NoteTheorem: Approximation Bound

\[ \begin{align} \frac{\|\br_k\|_2}{\|\br_0\|_2} \leq \min_{p \in \mathcal{P}_k, p(0)=1} \max_{\lambda \in \sigma(\bA)} |p(\lambda)|. \end{align} \]

TipRemark

(Convergence is less predictable than CG) For nonnormal matrices, eigenvalues alone may not explain GMRES behavior. The geometry of eigenvectors and transient growth can matter. In practice, preconditioning is usually essential.

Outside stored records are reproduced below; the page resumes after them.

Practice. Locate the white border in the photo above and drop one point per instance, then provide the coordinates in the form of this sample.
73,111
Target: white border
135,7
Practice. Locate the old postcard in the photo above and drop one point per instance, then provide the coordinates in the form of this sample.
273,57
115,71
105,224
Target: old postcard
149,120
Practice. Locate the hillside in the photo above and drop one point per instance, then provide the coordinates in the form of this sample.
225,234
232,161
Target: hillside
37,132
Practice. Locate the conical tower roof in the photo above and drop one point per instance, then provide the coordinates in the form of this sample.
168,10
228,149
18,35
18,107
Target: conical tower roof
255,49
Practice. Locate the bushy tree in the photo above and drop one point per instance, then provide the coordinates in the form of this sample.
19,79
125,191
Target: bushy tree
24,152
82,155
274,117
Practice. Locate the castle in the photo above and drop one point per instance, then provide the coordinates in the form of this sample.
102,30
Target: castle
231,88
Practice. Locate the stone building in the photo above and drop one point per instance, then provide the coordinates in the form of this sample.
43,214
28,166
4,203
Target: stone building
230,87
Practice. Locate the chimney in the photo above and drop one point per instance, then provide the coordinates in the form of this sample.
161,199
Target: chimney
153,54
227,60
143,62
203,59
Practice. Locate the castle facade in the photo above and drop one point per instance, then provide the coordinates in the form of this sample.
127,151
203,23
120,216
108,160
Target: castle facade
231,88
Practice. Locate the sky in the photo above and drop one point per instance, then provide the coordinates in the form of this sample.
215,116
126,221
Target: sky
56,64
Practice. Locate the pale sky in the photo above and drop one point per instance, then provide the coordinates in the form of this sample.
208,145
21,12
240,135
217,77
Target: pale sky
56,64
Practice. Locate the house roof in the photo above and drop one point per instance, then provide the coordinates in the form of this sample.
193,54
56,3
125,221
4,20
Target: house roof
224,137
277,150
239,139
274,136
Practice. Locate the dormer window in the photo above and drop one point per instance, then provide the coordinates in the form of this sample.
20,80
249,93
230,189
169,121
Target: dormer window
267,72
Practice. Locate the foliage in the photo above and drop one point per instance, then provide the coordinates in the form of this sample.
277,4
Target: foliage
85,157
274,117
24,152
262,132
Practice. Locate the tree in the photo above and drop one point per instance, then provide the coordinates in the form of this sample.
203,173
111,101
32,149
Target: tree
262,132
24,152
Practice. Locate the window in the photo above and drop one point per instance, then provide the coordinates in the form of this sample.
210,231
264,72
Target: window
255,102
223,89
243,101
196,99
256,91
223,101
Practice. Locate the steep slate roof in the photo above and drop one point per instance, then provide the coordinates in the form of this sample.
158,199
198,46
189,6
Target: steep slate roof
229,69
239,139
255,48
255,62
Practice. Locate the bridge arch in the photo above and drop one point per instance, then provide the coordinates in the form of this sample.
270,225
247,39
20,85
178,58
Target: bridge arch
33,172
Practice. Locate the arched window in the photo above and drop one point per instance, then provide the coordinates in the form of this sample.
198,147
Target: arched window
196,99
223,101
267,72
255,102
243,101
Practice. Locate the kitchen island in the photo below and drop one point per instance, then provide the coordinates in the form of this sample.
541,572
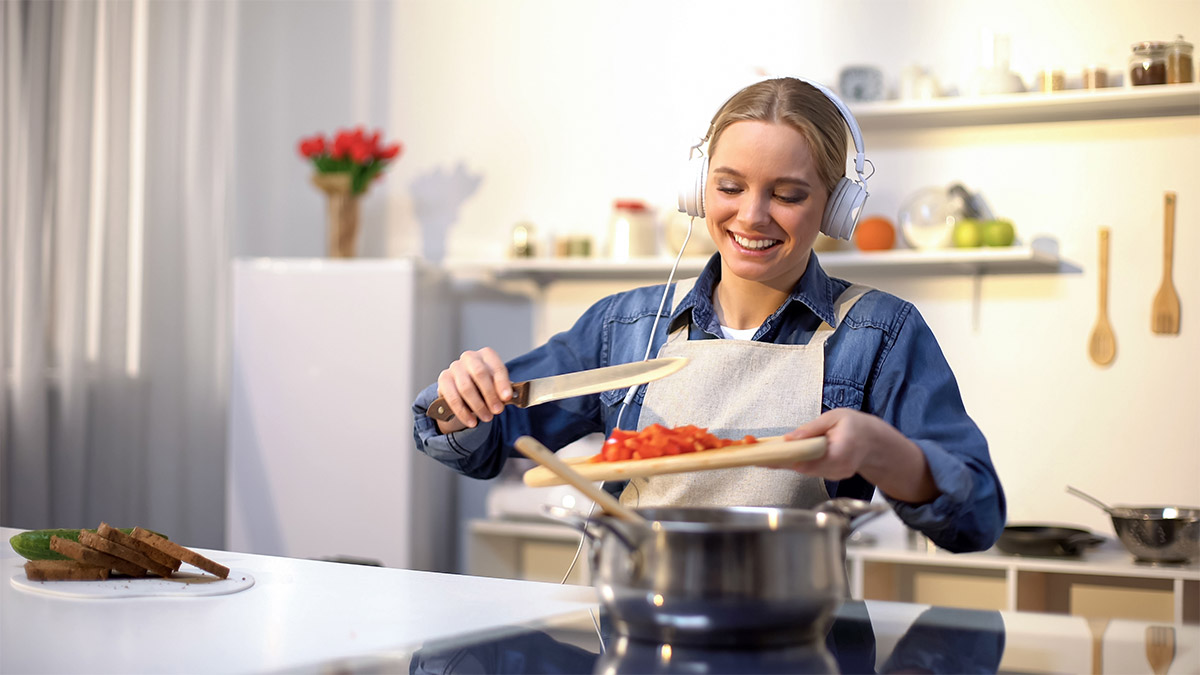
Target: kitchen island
297,614
313,616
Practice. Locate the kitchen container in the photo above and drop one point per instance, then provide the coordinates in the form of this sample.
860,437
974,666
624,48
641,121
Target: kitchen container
1179,61
631,231
1153,533
1147,64
1169,535
1096,77
723,575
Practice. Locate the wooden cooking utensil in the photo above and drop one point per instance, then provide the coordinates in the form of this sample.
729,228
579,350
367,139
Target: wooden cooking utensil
1159,647
1165,314
1097,626
1103,344
533,449
774,452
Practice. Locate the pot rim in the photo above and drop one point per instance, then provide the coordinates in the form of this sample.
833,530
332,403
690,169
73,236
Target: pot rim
790,519
1127,512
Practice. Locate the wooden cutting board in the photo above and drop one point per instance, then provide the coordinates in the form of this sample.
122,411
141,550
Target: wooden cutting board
765,453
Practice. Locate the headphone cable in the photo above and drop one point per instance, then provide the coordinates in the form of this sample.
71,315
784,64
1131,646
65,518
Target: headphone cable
633,390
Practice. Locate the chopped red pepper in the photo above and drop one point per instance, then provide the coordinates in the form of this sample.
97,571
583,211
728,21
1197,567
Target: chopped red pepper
658,441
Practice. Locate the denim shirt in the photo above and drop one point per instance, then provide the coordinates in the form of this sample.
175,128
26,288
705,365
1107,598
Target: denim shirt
883,359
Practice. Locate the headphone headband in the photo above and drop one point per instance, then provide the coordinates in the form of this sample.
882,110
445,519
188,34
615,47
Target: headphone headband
845,202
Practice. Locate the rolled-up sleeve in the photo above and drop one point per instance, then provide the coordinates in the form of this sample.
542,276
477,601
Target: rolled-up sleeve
917,393
481,452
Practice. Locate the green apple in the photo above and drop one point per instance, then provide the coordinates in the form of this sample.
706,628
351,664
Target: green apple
999,233
967,233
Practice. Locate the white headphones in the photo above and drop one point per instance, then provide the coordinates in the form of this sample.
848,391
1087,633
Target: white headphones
845,203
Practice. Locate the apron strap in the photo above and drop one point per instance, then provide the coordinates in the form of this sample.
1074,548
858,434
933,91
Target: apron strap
683,287
840,306
841,309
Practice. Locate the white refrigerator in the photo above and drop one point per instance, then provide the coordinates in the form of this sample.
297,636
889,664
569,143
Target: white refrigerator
328,357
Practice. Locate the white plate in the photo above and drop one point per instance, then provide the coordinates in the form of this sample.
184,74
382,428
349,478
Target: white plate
180,584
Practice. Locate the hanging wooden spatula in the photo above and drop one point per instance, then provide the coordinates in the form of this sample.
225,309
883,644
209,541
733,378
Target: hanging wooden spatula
1165,314
1103,344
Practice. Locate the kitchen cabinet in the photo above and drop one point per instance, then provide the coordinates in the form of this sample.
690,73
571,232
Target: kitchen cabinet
1105,581
1039,257
1078,105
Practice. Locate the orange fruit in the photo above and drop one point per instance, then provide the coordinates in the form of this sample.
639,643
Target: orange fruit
875,233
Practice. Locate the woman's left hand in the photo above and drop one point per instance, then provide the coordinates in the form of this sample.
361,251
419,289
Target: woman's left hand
862,443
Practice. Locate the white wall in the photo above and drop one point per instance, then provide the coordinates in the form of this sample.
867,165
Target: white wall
557,108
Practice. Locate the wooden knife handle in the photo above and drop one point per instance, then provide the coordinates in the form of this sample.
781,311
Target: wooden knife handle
441,411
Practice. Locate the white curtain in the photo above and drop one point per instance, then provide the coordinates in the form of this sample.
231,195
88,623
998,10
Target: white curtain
115,191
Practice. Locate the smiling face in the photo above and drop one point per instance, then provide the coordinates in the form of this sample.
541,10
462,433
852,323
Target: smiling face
763,202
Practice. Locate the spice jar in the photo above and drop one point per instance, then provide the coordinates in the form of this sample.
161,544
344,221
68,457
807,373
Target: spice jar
523,245
631,231
1147,64
1179,61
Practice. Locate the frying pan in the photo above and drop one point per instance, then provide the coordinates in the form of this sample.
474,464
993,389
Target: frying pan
1047,541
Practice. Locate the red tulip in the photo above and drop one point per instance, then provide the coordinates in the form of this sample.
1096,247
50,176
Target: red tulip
360,153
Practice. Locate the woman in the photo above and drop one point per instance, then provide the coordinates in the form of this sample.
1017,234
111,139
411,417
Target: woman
775,346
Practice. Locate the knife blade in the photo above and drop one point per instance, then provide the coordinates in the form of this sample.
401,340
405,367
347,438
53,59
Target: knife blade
545,389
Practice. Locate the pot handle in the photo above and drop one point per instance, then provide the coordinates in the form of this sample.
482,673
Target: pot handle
857,512
1081,541
581,523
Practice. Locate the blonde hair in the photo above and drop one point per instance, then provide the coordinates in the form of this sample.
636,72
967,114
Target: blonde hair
799,106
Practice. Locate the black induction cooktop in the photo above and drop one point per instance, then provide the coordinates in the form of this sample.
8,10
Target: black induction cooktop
939,640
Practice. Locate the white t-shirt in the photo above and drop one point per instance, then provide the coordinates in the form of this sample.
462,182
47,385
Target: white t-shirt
738,333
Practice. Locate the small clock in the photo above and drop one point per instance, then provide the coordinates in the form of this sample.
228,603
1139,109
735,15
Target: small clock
861,84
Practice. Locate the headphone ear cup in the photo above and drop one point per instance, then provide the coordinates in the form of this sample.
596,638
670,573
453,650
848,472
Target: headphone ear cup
691,186
843,209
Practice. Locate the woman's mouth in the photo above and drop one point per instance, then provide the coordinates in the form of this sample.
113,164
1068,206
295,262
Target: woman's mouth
754,244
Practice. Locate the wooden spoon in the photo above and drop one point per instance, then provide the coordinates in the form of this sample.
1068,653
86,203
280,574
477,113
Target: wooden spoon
1165,314
1159,647
1103,344
533,449
1097,627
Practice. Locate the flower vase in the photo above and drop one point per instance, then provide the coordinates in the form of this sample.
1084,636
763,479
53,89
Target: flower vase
343,213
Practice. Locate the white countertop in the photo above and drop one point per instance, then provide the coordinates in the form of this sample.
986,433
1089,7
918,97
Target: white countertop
298,614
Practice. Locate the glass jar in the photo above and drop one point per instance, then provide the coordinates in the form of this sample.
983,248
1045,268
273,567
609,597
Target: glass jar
1147,64
631,231
1179,61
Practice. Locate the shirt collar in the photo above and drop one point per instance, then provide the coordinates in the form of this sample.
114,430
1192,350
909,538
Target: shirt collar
815,291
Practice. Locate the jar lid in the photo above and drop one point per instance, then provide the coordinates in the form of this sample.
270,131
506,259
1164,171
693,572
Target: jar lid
1149,46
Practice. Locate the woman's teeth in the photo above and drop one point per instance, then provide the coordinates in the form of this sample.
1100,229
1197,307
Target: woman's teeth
755,244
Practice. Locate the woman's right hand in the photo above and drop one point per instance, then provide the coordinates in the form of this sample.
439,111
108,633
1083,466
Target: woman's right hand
475,387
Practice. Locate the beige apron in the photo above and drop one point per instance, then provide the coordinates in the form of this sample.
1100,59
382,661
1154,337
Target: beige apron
735,388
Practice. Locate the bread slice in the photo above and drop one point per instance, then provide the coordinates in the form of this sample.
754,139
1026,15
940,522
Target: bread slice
94,541
77,551
64,571
117,536
186,555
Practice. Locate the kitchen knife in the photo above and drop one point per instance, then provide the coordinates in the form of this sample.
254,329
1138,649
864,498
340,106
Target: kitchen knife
545,389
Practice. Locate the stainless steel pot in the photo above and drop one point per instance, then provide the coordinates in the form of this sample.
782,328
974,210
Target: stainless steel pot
723,577
1153,533
1158,533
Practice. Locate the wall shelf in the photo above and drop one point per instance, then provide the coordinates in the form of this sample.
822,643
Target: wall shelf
1012,260
1152,101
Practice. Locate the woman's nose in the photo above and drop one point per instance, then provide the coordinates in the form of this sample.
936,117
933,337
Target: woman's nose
754,210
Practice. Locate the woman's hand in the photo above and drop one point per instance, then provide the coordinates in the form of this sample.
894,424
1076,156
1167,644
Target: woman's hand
862,443
475,387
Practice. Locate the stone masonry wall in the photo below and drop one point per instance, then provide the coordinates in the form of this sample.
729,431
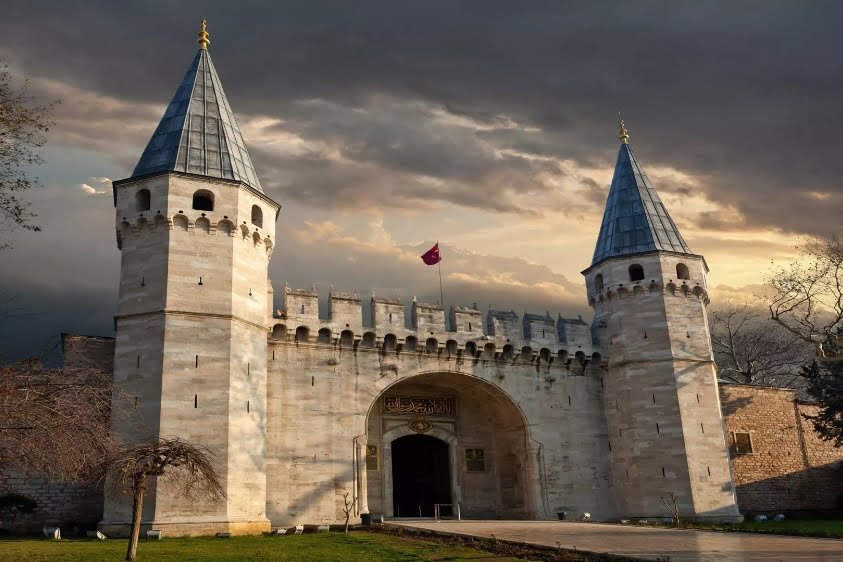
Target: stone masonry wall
790,467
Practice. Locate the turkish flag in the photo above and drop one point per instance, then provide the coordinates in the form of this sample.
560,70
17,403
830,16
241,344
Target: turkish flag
432,257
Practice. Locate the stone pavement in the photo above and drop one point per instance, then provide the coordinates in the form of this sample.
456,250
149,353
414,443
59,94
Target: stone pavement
647,542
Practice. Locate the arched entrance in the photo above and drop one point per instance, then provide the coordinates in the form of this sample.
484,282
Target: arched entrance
421,475
448,438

NoteDefinition: Preconditioning
  • Left: \(\bM^{-1}\bA\bx = \bM^{-1}\bb\). (Minimizes preconditioned residual).

  • Right: \(\bA\bM^{-1}(\bM\bx) = \bb\). (Minimizes true residual; standard choice).

TipRemark

(Breakdown and stagnation) Arnoldi breakdown can be good: if the Krylov subspace becomes invariant and the residual reaches zero, GMRES has found the exact solution. Stagnation is different: the method keeps iterating but the residual barely decreases, often because the restart length or preconditioner is poor.

WarningExercise
  1. GMRES vs. CG: Compare residual plots for a symmetric system. Why is CG usually faster?

  2. Restarting: Test GMRES(\(m\)) on a non-symmetric system for \(m=5, 20, 50\). Observe how small \(m\) can cause ``plateaus’’ in convergence.

  3. Arnoldi: Implement the Arnoldi process via Modified Gram-Schmidt. Verify the Hessenberg structure of \(H_k = V_k^T \bA V_k\).